The risk of occurrence of what in the jargon of acquisitions is called "material (or relevant) adverse effect" in relation to the business and the economic and financial situation of a UPI is greater due to the delicate situation of a UPI even before the acquisition, inasmuch as time is a determining factor for the success or failure of the operations. With this, the very conduct of the activities in their normal course and the necessary maintenance of the company's investments in its activities and in the preservation and updating of assets and client portfolio, as well as all the concerns of not deteriorating the activities, are much greater than in a company in a "normal" situation or one that is not under judicial reorganization.

It is also important to negotiate reasonable monitoring of financial information, to the extent permitted by law, so that the buyer can know and monitor the situation of the UPI up to the effective date of acquisition.
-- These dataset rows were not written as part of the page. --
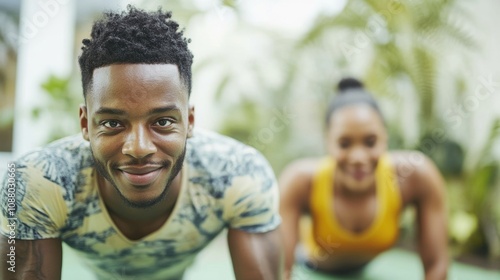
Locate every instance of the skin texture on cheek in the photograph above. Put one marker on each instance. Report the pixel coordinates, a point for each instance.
(138, 144)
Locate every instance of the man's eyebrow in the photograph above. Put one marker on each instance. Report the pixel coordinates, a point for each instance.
(159, 110)
(110, 111)
(164, 109)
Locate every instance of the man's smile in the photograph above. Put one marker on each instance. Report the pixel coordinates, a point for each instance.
(141, 175)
Another feature that gains importance when it comes to a transaction involving a UPI, although it is not very common in sale and purchase transactions of companies, is the so-called breakup fee or fine for termination of the purchase and sale agreement before the closing. In the case of a UPI, this is almost a mandatory rule to minimize the loss of investment opportunity, which, in cases of judicial reorganization, may be decisive for non-recovery of the UPI or the seller, as the case may be. A fine to be paid in favor of the seller becomes of utmost importance in this case.

Often, in UPI sale and purchase agreements, there is not even an obligation to indemnify sellers, or, even if there is, it cannot be relied upon. The risk in this case is only in relation to the costs of any legal defense, as the law itself protects the buyer from liability for prior liabilities of the UPI.

It is concluded that the absence of the greatest fear (mainly of foreign acquirers/investors, who sometimes have greater difficulty in understanding the risks of Brazilian businesses) in relation to the succession of known and/or hidden liabilities of the business after its effectiveness may not exist in the acquisition of a UPI. In this type of acquisition, the concern comes in the run-up to the actual acquisition.

So whether it is an acquisition of a company in a normal situation or a business in judicial reorganization, the legal, financial, and business challenge should never be overlooked. The question is only the "moment" at which there is the greatest risk: after or before the acquisition is done.